Weaving Foster Care into Our Field of Vision in Simple Ways: The Lost Medallion

The reality of children growing up in foster care often remains invisible.   Sometimes, those of us who didn’t grow up “in the system” simply can’t see these precious kids and their unique hurts and burdens.

A big part of that is because the system itself is often invisible to us.  For most Americans, the reality of foster kids and systems just doesn’t intersect with daily life.  Not only do we not visibly encounter it at work or home or the supermarket; it’s rarely seen on the TV shows we watch or Internet sites we visit.

Unless we choose to seek it out, foster care remains out of sight and out of mind.

That’s why I really appreciate the ways a new Christian film, The Lost Medallion, weaves into its story the character of a boy who lives in foster care.

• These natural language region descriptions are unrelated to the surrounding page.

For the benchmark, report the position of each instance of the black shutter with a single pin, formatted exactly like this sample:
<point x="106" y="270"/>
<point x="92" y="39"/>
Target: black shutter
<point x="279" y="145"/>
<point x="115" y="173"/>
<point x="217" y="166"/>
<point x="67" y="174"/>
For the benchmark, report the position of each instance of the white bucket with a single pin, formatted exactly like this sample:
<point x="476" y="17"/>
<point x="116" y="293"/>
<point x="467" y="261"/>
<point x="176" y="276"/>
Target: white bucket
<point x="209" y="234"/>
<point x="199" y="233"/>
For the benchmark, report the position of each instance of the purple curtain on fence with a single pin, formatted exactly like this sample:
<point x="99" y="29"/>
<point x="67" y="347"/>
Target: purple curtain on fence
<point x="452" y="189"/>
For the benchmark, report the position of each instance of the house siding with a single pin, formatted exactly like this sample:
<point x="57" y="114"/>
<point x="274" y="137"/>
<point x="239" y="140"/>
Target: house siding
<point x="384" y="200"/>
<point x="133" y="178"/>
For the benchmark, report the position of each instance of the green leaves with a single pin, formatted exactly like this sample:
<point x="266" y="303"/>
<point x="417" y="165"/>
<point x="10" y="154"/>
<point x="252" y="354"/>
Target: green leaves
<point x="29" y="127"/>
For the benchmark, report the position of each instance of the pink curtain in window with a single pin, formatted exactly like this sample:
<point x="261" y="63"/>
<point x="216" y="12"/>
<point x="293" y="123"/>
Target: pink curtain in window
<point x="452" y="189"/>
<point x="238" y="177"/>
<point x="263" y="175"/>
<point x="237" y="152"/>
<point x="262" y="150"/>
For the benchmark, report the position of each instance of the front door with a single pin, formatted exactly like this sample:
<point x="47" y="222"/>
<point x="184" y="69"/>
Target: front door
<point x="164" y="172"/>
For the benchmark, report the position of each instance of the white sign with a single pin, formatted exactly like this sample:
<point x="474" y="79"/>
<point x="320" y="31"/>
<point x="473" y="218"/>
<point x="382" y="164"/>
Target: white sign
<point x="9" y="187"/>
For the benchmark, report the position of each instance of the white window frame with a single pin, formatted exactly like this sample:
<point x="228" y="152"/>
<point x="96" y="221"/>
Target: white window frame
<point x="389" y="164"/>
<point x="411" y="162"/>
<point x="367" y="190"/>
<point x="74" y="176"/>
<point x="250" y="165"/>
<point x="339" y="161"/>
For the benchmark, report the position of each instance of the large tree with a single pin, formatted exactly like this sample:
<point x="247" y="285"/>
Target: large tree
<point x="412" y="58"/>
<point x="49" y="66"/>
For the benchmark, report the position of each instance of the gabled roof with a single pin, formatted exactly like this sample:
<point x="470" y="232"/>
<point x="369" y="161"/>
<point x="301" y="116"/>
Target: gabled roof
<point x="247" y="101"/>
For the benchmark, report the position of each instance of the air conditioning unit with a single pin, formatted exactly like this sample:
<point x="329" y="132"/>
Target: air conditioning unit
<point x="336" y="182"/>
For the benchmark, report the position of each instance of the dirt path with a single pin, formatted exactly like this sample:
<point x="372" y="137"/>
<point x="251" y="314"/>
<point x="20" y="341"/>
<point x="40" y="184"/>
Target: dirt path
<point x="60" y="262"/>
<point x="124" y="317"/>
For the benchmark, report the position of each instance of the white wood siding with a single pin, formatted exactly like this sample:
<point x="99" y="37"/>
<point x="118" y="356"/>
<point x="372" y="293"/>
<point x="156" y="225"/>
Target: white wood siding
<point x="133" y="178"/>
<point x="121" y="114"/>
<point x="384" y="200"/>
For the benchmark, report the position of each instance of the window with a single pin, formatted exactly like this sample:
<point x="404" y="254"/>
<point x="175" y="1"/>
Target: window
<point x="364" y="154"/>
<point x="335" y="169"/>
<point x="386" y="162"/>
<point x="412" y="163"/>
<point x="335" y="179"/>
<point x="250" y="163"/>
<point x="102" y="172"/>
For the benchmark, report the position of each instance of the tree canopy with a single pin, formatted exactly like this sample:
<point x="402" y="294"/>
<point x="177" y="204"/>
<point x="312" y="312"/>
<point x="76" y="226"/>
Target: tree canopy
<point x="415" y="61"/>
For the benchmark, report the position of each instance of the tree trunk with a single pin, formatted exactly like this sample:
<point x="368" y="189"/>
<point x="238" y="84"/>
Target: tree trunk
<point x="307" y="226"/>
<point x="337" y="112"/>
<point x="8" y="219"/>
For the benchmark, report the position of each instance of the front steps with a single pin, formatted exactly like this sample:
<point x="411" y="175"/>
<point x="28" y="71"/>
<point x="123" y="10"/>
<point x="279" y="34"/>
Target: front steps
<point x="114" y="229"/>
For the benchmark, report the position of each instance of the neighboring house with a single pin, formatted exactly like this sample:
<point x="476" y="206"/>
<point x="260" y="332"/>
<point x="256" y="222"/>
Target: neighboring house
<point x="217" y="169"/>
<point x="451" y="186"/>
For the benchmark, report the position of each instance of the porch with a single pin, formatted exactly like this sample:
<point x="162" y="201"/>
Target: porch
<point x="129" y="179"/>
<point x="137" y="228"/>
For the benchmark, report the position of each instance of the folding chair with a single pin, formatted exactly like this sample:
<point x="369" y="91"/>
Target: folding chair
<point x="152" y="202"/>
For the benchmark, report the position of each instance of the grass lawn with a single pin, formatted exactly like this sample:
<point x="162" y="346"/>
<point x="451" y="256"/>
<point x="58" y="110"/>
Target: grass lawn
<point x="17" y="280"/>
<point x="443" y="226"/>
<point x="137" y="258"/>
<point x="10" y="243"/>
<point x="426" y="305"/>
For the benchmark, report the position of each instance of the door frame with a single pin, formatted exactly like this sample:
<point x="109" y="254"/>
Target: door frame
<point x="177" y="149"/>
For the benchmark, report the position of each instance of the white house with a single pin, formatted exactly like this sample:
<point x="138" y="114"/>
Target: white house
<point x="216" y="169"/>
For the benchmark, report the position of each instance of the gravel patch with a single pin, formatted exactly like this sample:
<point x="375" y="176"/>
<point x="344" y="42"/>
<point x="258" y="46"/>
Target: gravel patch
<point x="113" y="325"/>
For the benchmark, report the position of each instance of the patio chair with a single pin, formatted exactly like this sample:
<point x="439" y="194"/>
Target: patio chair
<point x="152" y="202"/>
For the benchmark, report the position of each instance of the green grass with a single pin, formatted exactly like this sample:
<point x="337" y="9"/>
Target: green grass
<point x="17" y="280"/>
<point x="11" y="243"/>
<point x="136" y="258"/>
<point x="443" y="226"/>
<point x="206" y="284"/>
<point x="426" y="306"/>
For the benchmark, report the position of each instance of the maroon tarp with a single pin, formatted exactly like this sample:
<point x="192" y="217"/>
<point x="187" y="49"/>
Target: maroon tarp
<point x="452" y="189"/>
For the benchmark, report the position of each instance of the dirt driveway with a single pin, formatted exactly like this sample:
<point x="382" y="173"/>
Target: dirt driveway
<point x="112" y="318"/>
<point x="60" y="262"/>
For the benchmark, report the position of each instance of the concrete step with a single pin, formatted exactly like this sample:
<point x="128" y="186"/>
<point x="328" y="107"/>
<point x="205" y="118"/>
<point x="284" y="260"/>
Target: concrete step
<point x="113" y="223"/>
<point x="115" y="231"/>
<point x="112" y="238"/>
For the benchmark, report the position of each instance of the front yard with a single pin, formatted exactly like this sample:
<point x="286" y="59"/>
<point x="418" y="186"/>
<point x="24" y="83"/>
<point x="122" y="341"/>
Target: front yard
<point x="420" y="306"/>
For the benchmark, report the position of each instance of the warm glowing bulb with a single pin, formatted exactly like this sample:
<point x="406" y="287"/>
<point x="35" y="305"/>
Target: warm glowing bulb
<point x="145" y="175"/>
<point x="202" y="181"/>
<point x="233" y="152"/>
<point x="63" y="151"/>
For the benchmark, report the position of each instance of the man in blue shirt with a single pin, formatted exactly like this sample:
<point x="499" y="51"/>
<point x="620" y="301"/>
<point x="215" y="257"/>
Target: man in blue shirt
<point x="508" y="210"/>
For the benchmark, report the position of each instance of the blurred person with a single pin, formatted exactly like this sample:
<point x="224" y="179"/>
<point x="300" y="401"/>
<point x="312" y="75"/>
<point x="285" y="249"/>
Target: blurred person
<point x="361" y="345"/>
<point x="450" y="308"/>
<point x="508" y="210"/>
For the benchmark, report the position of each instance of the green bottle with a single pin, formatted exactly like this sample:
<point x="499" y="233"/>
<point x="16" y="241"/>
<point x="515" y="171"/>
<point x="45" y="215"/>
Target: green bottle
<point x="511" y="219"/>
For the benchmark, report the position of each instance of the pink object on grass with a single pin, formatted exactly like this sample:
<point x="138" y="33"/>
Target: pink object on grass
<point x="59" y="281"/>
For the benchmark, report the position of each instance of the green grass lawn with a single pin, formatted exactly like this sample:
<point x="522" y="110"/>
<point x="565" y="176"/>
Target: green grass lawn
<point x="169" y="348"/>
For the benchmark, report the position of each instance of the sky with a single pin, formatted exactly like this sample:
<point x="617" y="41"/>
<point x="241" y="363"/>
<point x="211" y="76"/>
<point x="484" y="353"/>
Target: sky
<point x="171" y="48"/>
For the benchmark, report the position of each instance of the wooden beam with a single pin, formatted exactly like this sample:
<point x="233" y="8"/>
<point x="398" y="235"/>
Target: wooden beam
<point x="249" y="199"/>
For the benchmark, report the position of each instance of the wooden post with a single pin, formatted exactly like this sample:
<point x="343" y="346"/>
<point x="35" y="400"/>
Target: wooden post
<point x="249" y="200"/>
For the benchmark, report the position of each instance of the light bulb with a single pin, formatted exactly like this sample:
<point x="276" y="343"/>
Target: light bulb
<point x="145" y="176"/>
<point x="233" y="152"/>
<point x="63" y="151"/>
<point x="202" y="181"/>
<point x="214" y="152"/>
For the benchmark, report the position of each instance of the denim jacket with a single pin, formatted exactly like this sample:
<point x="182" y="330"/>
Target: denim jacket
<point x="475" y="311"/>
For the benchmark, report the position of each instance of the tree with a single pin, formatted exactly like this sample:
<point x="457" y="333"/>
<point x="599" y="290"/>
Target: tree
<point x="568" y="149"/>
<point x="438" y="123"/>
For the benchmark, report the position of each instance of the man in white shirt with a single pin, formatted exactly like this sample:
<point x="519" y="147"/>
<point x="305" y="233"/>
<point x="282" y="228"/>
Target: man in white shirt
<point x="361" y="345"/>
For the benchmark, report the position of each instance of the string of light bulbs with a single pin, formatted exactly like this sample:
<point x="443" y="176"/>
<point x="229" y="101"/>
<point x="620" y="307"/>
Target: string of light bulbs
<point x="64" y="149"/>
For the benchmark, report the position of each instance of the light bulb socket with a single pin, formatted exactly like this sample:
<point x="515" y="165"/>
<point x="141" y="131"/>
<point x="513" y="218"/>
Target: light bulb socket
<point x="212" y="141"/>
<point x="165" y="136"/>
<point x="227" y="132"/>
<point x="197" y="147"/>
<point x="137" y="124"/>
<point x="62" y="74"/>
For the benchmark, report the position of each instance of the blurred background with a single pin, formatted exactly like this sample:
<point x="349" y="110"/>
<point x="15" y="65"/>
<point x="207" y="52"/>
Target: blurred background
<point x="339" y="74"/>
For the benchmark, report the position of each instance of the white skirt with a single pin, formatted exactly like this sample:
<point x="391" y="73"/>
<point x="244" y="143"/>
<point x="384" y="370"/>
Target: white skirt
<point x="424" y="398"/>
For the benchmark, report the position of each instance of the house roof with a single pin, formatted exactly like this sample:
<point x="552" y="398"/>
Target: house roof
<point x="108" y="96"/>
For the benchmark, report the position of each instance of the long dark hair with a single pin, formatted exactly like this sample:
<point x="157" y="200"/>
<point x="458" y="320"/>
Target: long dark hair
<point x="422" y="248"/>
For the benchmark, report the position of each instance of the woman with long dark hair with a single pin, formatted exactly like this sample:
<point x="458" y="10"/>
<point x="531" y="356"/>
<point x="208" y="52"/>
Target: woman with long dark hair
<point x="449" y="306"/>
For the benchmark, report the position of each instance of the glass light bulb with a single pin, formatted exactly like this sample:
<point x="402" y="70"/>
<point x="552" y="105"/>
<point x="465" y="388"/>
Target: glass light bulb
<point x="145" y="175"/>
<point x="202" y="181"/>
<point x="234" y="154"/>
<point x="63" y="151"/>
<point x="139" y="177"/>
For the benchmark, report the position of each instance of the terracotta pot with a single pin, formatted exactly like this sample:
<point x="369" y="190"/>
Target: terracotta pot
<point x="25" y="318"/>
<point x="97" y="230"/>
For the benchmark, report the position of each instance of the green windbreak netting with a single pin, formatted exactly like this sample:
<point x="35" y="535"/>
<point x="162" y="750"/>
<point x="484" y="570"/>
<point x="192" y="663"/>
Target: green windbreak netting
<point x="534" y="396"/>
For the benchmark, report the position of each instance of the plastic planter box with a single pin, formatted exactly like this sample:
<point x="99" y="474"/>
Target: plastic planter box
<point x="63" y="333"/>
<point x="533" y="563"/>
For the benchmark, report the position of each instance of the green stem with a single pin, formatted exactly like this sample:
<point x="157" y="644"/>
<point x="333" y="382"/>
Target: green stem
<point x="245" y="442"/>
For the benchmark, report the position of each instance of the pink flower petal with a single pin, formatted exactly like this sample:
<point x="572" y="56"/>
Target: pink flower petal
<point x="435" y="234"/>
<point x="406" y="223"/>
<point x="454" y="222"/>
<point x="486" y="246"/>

From the 20,000-foot level, the film is merely a fun story.  I’ve never been much of a “Christian movie” fan, but my kids and I both enjoyed it the whole way through.  They went back and forth between laughing and covering their eyes, fearful at the impossible situations the characters’ faced.

But here’s what I see as most important.  The film isn’t about foster care.  It’s primarily an enjoyable story.  And because that story is about a boy whose journey includes foster care, it helps make that reality less invisible.  It reminds us that there are foster kids all around us—kids much like the rest of us, yet often aching for love and belonging and affirmation that we may have taken for granted.

The Lost Medallion is opening this weekend in theaters nationwide.  (See more HERE.)   If you and your kids get a chance, check it out.  You’ll be in a fun time.  More significantly, you’ll each be subtly reminded of things, and people, we should never fail to see.